At least 20 colleges in the US and Canada have Yiddish programs – often part of their ‘European languages programs’. In addition, there is a program, in a college in Lithuania that teaches it. Vernacular Yiddish continues to thrive: amongst the ultra-Orthodox Hasidim. Mostly in Borough park, Brooklyn, Kiryas Joel in New York among other neighbourhoods in the North-Eastern part of the country. Even in Europe, Australia and other Western countries, their birth rates remain higher than that of other Jews. Even in Israel, many of them abhor Hebrew and use Yiddish at home.
Rejecting Modern Hebrew as a perversion of the liturgical language, they continue to speak the Yiddish language in increasing numbers.
With a fertility rate of 11 kids per woman and an immersive education system where they use it as the predominant language, they have become the guardians of a dying language.
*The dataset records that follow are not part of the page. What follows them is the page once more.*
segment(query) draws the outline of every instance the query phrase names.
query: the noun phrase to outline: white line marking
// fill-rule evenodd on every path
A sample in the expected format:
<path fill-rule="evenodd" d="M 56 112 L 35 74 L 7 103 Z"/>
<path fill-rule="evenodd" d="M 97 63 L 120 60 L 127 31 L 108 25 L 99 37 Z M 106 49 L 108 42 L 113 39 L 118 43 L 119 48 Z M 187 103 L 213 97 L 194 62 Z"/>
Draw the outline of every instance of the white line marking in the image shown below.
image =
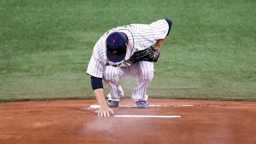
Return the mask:
<path fill-rule="evenodd" d="M 152 115 L 114 115 L 115 117 L 160 117 L 170 118 L 174 117 L 181 117 L 181 116 L 152 116 Z"/>
<path fill-rule="evenodd" d="M 164 106 L 164 107 L 180 107 L 180 106 L 214 106 L 219 107 L 219 105 L 149 105 L 148 106 Z M 119 105 L 120 107 L 137 107 L 136 105 Z"/>

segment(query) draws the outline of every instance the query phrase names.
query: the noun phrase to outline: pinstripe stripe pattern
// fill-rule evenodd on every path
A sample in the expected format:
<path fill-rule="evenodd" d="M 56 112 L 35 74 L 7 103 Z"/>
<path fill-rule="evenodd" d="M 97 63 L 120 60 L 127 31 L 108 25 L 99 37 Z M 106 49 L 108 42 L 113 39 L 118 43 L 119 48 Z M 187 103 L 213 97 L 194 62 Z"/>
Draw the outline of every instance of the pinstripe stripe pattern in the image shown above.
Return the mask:
<path fill-rule="evenodd" d="M 119 79 L 130 77 L 137 79 L 137 84 L 132 98 L 135 101 L 146 100 L 146 87 L 154 77 L 152 62 L 135 62 L 131 57 L 133 53 L 143 50 L 166 36 L 169 29 L 168 23 L 161 20 L 149 24 L 133 24 L 113 28 L 106 32 L 94 46 L 92 55 L 86 71 L 88 74 L 102 78 L 110 88 L 110 99 L 120 101 L 123 98 L 123 91 Z M 124 59 L 118 62 L 109 61 L 107 57 L 106 39 L 114 32 L 125 33 L 130 45 Z M 134 63 L 135 62 L 135 63 Z"/>

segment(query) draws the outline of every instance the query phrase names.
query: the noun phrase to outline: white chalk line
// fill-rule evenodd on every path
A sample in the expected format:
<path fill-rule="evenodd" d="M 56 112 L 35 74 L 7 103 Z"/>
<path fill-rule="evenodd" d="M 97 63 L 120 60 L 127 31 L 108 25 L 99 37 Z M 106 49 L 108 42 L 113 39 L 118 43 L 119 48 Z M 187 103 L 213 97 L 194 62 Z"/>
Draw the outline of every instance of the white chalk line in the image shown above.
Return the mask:
<path fill-rule="evenodd" d="M 154 115 L 114 115 L 115 117 L 157 117 L 162 118 L 171 118 L 181 117 L 181 116 L 154 116 Z"/>
<path fill-rule="evenodd" d="M 149 105 L 148 106 L 164 106 L 164 107 L 180 107 L 180 106 L 213 106 L 213 107 L 219 107 L 219 105 Z M 137 107 L 136 105 L 119 105 L 121 107 Z"/>

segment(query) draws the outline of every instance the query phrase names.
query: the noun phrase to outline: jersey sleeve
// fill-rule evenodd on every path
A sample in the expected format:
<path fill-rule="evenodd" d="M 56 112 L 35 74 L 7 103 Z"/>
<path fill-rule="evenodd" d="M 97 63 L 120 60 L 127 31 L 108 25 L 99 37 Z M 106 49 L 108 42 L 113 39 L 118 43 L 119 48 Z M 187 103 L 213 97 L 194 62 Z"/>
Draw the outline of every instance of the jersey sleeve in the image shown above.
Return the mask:
<path fill-rule="evenodd" d="M 155 33 L 155 40 L 164 39 L 168 33 L 169 24 L 165 20 L 159 20 L 149 26 Z"/>
<path fill-rule="evenodd" d="M 102 78 L 104 67 L 102 63 L 97 61 L 93 55 L 89 62 L 86 73 L 94 77 Z"/>
<path fill-rule="evenodd" d="M 88 65 L 86 73 L 98 78 L 102 78 L 106 65 L 105 43 L 100 39 L 95 44 L 92 55 Z"/>

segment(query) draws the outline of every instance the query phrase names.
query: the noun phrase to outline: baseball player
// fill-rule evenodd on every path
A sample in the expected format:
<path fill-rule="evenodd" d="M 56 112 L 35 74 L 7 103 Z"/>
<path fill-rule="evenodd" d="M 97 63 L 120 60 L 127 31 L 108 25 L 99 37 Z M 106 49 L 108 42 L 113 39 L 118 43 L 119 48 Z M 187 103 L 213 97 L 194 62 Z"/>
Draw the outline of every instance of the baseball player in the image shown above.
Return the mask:
<path fill-rule="evenodd" d="M 148 106 L 146 88 L 154 77 L 154 65 L 159 50 L 171 27 L 168 19 L 149 24 L 133 24 L 112 28 L 95 44 L 86 73 L 100 105 L 98 116 L 114 114 L 110 107 L 119 106 L 124 98 L 119 79 L 130 77 L 137 80 L 132 99 L 139 108 Z M 154 45 L 154 46 L 152 46 Z M 102 80 L 108 86 L 106 102 Z"/>

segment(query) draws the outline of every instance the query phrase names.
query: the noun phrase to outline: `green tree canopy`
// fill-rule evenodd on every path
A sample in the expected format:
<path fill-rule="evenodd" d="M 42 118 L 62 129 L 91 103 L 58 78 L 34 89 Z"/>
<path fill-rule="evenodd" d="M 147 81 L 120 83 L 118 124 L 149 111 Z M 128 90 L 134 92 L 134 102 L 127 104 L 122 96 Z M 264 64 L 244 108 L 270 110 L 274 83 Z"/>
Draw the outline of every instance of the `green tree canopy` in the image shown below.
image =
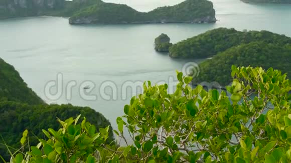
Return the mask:
<path fill-rule="evenodd" d="M 169 49 L 170 56 L 205 58 L 233 46 L 257 41 L 283 46 L 291 44 L 291 38 L 265 30 L 240 32 L 218 28 L 174 44 Z"/>
<path fill-rule="evenodd" d="M 115 132 L 126 142 L 123 134 L 128 130 L 132 144 L 111 148 L 105 143 L 106 128 L 99 134 L 90 132 L 90 124 L 74 125 L 76 120 L 72 118 L 60 121 L 63 127 L 58 132 L 44 130 L 49 140 L 32 146 L 24 159 L 28 162 L 290 162 L 291 85 L 286 74 L 272 68 L 233 66 L 232 70 L 233 82 L 227 92 L 207 92 L 201 86 L 193 89 L 189 86 L 192 78 L 181 72 L 177 73 L 179 84 L 173 94 L 168 92 L 166 84 L 145 83 L 143 93 L 131 98 L 124 106 L 125 115 L 116 120 L 119 132 Z M 97 136 L 96 140 L 93 136 Z M 77 140 L 64 141 L 60 136 Z M 85 138 L 92 146 L 78 153 L 79 142 Z M 70 150 L 72 146 L 74 150 Z M 23 160 L 23 154 L 16 154 L 13 160 Z"/>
As it is spoken by children, it seems that there is hope for this language.
Across Hasidic sects, Satmar, Bobov 45, Ger-Sanz, Chabad Lubavitch to name a few, many youth speak Yiddish. In fact, it is very common to meet young Hasidim in the US who aren’t functionally fluent in English because they live such an insular lifestyle. But, while many Jews go secular, assimilate or have few kids, even in Israel, the US and the rest of the diaspora – notably the UK, Hasidic births are higher than average – giving hope for their language.
The Yiddish book center was formed in 1980 in Amherst, Massachusetts, at a time when it was feared that Yiddish would die out. Subsequently, Yiddish book centres opened in many other parts of the world too. However, the language took an interesting twist attesting to its survival through the same resilience as the people who spoke it…
If current fads are to continue, Yiddish will die out (as the language at home) in some cohorts (Non-Hasidim) but thrive in others.
Yiddish will remain in cultural circles like theatres and names of establishments – and probably grow in popularity in this niche. However, it will most likely remain the spoken language of Hasidic Jews. Even if it’s not the mainstream language of Jewish culture, its legacy and cultural memory among non-speakers will live on. And as long as the Orthodox Jewish birth rate remains high and they continue their way of life, it will live on – as the spoken language of the Hasidic community.